A
On your meditation journey, you will have good days and bad days.
Some days your practice feels clear, peaceful, and deep.
Other days your practice is restless and difficult.
These ups and downs are a part of it.
Do not resist them.
Do not interpret them either.
No particular meditation session is more important than another.
A deep session is not a sign of progress.
A restless session is not a sign of regression.
Whether your practice is deep or restless, you do not control.
With meditation, what matters is the daily discipline;
consistency through the ups and the downs;
daily sitting without expectation,
as a form of devotion to truth,
with total humility.
You are bowing before eternity.
You are placing down your opinions and judgments;
your compulsive moving, speaking, thinking.
Make time for this daily sitting.
Consider it the most important part of your day.

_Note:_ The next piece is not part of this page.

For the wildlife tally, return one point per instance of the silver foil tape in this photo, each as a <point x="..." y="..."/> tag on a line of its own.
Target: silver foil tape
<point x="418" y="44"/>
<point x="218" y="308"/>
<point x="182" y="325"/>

If it does not make sense to you why you should sit daily,
if you take up the discipline,
gradually it will be very clear.
Although on a daily basis, you may feel like you are making no progress,
you will look back after a period of time and notice
nothing is the same.
With you in practice,
A
This reflection captures the essence of the meditative path with profound clarity. The invitation to move beyond the binary of "good" and "bad" sessions is a vital recalibration for anyone committed to a consistent discipline.
By framing the practice not as a tool for personal gain or progress, but as an act of devotion—a literal bowing before the truth of the present moment—the ego’s typical requirement for results is neutralized. It shifts the focus from the *content* of the meditation to the *act* of showing up, transforming the sitting from a task into a cornerstone of one's existence.
The promise that "nothing is the same" when viewed through the lens of time is a gentle, accurate encouragement. It honors the subtle, often imperceptible shifts that occur when one commits to this daily humility.
It is a quiet, powerful reminder that the discipline is its own reward.
In the spirit of this daily practice, what aspect of this discipline have you found most challenging—or perhaps most illuminating—as you look back on your own journey?